On Thu, Jan 31, 2019 at 2:48 PM Nir Soffer <nsoffer@redhat.com> wrote:
On Thu, Jan 31, 2019 at 2:52 PM Strahil Nikolov <hunter86_bg@yahoo.com> wrote:
Dear Nir,

the issue with the 'The method does not exist or is not available: {'method': u'GlusterHost.list'}, code = -32601' is not related to the sanlock. I don't know why the 'vdsm-gluster' package was not installed as a dependency.

Please file a bug about this.

> Can you share your sanlock log?
>
I'm attaching the contents of /var/log , but here is a short snippet:

About the sanlock issue - it reappeared with errors like :
2019-01-31 13:33:10 27551 [17279]: leader1 delta_acquire_begin error -223 lockspace hosted-engine host_id 1

As I said, the error is not -233, but -223, which make sense - this error means sanlock did not
find the magic number for a delta lease area, which means the area was not formatted, or
corrupted.
 
2019-01-31 13:33:10 27551 [17279]: leader2 path /var/run/vdsm/storage/808423f9-8a5c-40cd-bc9f-2568c85b8c74/2c74697a-8bd9-4472-8a98-bf624f3462d5/411b6cee-5b01-47ca-8c28-bb1fed8ac83b offset 0
2019-01-31 13:33:10 27551 [17279]: leader3 m 0 v 30003 ss 512 nh 0 mh 1 oi 0 og 0 lv 0
2019-01-31 13:33:10 27551 [17279]: leader4 sn hosted-engine rn  ts 0 cs 60346c59
2019-01-31 13:33:11 27551 [21482]: s6 add_lockspace fail result -223
2019-01-31 13:33:16 27556 [21482]: s7 lockspace hosted-engine:1:/var/run/vdsm/storage/808423f9-8a5c-40cd-bc9f-2568c85b8c74/2c74697a-8bd9-4472-8a98-bf624f3462d5/411b6cee-5b01-47ca-8c28-bb1fe
d8ac83b:0


I have managed to fix it by running the following immediately after the ha services were started by ansible:

cd /rhev/data-center/mnt/glusterSD/ovirt1.localdomain\:_engine/808423f9-8a5c-40cd-bc9f-2568c85b8c74/ha_agent/

This is not a path managed by vdsm, so I guess the issue is with hosted enigne
specific lockspace that is managed by hosted engine, not by vdsm.
 
sanlock direct init -s hosted-engine:0:hosted-engine.lockspace:0 

This formats the lockspace, and is expected to fix this issue.

 
systemctl stop ovirt-ha-agent ovirt-ha-broker
systemctl status vdsmd
systemctl start ovirt-ha-broker ovirt-ha-agent

Once the VM started - ansible managed to finish the deployment without any issues.
I hope someone can check the sanlock init stuff , as it is really frustrating.

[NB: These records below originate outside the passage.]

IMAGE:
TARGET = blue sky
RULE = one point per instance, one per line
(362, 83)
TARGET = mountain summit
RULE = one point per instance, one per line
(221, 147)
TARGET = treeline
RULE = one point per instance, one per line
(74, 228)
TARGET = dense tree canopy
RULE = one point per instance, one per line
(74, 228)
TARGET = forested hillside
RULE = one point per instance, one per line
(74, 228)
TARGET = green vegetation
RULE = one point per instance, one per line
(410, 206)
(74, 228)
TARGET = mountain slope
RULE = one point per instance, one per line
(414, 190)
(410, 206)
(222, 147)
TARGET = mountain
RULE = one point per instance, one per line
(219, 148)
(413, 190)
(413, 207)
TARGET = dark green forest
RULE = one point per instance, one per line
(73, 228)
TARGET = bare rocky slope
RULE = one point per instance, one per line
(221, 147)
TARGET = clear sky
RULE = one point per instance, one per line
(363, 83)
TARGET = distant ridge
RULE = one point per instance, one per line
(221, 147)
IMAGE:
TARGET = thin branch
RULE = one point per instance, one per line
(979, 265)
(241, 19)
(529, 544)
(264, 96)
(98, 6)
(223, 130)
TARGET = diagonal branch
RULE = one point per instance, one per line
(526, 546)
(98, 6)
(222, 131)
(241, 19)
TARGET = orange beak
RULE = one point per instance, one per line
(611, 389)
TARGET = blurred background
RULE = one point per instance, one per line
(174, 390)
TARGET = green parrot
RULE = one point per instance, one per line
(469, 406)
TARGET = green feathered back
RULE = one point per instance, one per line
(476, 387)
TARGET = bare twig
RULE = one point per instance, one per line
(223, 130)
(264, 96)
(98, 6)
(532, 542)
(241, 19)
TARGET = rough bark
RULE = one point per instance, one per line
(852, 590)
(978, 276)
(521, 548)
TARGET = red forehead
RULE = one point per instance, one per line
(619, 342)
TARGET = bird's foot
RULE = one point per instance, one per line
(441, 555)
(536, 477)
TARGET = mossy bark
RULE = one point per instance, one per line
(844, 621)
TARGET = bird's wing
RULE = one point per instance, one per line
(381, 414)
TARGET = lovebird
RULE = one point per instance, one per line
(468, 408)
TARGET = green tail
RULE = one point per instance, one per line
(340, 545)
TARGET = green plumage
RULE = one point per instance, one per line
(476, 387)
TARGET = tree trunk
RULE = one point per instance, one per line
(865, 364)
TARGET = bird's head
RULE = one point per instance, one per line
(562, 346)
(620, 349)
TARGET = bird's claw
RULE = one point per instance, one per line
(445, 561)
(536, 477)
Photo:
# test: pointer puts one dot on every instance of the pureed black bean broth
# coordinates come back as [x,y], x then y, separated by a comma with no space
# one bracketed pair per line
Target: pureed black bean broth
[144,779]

I'd suggest to avoid directly playing with the managed in the middle of the deployment to avoid further issues.
 

If I understand the flow correctly, you create a new environment from scratch, so this is 
an issue with hosted engine deploymnet, not initializing the lockspace.

I think filing a bug with the info in this thread is the first step.

Simone, can you take a look at this?

On our CI env everything is working as expected and the lockspace volume got initialised as expected.
In the attached logs a log of steps got skipped since a lot of things were already up and running so they are not really useful.
Strahil, can you please retry on a really clean environment and eventually attach the relevant logs if you are able to reproduce the issue?